The Grampound Times

 

Did You Know?

I find pleasure in occasionally printing for your information the often incredible but always amusing “DID YOU KNOW” items researched and provided by the Secretary of “The Grampound Times” Management Committee Betty Murdoch. Here is her latest offering:

  • Penzance was the birthplace of Marie Bronte, Mother of the Bronte sisters - the house where she was born is still there in Chapel Street.

  • Ripon is Briton’s oldest city, granted a Charter by Alfred the Great in 886.

  • The first ‘Keep Fit’ class for English housewives was held in Sunderland in 1929.

  • The smallest warm-blooded animal in the world is the bee-hummingbird of Cuba - two and a quarter inches long from bill tip to tail tip.

  • The word ‘Pommie’ comes from the first convicts sent to Australia where they had the legend P.O.M.E marked on their foreheads. It stood for ‘Prisoner of Mother England’.

  • The oldest recorded competition in England, the Dunmow Flitch, dates from 1244 and is mentioned in Chaucer’s Canterbury Tales.

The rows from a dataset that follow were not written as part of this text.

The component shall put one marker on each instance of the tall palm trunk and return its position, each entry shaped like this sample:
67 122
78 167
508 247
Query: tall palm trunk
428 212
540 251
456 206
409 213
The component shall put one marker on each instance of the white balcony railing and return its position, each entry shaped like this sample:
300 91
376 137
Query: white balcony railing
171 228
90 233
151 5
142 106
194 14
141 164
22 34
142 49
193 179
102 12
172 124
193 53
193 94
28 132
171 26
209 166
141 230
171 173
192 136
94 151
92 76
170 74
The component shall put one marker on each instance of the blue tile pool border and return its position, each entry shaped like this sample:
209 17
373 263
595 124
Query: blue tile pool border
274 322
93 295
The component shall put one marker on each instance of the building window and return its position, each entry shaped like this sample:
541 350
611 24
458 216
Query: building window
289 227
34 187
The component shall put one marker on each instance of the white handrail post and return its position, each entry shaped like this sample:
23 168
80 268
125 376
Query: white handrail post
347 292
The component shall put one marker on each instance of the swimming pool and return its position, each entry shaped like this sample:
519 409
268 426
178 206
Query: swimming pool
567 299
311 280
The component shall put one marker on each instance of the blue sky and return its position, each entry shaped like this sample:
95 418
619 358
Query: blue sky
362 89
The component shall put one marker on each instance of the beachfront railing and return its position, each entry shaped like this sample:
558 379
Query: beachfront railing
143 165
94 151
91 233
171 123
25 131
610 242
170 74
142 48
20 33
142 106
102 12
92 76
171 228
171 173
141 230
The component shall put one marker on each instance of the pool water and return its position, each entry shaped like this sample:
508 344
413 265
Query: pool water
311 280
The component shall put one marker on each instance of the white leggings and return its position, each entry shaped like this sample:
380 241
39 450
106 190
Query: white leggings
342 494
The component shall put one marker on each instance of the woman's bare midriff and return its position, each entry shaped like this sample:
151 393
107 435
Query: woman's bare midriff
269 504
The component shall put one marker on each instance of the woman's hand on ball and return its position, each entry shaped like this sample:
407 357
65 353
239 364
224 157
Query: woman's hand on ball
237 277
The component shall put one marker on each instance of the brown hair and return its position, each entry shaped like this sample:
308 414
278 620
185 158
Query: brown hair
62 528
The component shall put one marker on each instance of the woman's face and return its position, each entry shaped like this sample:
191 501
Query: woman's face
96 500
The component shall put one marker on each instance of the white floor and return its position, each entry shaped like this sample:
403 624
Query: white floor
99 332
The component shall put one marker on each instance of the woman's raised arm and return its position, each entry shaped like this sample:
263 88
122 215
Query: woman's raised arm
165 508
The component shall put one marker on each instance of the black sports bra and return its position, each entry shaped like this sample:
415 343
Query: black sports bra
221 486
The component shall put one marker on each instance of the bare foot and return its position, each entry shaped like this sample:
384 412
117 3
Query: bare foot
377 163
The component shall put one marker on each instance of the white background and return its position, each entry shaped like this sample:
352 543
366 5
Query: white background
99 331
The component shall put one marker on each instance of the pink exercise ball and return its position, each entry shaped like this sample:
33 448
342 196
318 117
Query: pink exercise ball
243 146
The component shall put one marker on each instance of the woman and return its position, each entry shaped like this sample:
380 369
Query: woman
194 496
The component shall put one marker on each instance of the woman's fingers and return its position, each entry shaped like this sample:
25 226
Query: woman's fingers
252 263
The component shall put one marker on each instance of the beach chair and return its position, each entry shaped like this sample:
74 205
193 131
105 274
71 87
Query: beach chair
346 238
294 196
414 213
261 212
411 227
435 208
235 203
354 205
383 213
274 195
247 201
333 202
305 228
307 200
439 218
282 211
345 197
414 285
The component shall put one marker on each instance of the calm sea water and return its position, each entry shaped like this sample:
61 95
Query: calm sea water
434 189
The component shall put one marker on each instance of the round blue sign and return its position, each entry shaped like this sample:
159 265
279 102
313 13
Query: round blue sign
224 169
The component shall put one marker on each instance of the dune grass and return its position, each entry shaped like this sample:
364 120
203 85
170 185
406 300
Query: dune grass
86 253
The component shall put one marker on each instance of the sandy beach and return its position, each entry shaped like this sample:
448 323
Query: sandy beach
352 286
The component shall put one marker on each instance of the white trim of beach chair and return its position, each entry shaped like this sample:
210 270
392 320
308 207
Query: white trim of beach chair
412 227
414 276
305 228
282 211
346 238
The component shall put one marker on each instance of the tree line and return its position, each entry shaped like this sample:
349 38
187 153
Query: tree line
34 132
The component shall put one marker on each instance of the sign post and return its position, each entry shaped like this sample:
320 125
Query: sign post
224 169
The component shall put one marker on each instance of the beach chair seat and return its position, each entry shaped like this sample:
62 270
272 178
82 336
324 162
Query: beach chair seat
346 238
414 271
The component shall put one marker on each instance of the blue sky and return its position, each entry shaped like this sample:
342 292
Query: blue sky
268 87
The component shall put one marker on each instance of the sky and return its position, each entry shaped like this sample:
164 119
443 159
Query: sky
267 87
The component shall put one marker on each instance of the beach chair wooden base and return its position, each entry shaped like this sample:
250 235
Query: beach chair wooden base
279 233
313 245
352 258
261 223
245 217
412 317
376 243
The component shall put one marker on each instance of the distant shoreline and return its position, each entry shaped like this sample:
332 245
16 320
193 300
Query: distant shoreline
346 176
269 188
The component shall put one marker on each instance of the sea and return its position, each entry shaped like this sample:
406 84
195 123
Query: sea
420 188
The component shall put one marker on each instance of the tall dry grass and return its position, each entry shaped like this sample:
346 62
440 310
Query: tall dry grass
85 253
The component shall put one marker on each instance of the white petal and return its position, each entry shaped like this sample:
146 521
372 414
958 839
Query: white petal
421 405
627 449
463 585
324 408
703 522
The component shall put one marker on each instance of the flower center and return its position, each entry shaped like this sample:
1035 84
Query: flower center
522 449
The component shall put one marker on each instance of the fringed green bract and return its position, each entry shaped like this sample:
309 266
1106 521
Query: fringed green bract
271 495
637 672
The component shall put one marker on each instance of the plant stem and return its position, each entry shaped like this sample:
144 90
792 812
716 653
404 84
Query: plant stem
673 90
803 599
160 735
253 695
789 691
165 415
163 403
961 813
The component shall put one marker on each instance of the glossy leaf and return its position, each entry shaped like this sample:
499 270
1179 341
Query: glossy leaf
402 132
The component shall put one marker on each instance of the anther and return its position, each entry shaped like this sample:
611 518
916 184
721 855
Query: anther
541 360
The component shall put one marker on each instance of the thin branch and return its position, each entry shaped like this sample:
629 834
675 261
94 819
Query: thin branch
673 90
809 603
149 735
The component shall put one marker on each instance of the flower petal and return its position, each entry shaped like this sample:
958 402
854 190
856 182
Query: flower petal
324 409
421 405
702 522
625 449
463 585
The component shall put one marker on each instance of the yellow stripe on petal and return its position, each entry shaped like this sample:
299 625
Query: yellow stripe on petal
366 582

  • The first Bramley Apple tree grew from pips planted by Mary Ann Brailsford at Southwell in 1809 and this tree still bears fruit today.

  • Cheddar cheese has been made at Cheddar for over 800 years.

  • Poodles originated in Germany 500 years ago as hunting dogs.

  • St. Gabriel is the Patron Saint of T.V. workers.

  • Alderney is the only place where you can find blond hedgehogs

  • Hock docky was a Georgian word used for shoes and a Squeezer meant a hangman’s noose.

  • The world’s first advertising agency was founded by William Taylor in London in 1786.

  • Sherlock Holmes has been portrayed on screen more often than any other fictional character, the detective having been played by 75 actors in 211 films.

  • The thumb is so important to human dexterity that a larger proportion of the brain is devoted to controlling it than controlling the whole of the chest and abdomen.

  • Emeralds were mined in upper Egypt as early as 1300 BC

  • A bear’s sense of smell is 7 times more acute than that of a bloodhound.

  • Reuters, the news agency, began in 1850 using pigeons.

  • The world’s largest invertebrates are squids. Occasionally a large specimen may surface - one measured over 57 feet long in New Zealand and another washed up in New Zealand was 70 feet long. The traditional enemy of squids is the sperm whale.

  • The dark Dozmary Pool in the middle of Bodmin Moor is where, it is said, King Arthur’s sword Excalibur was cast and lies there still.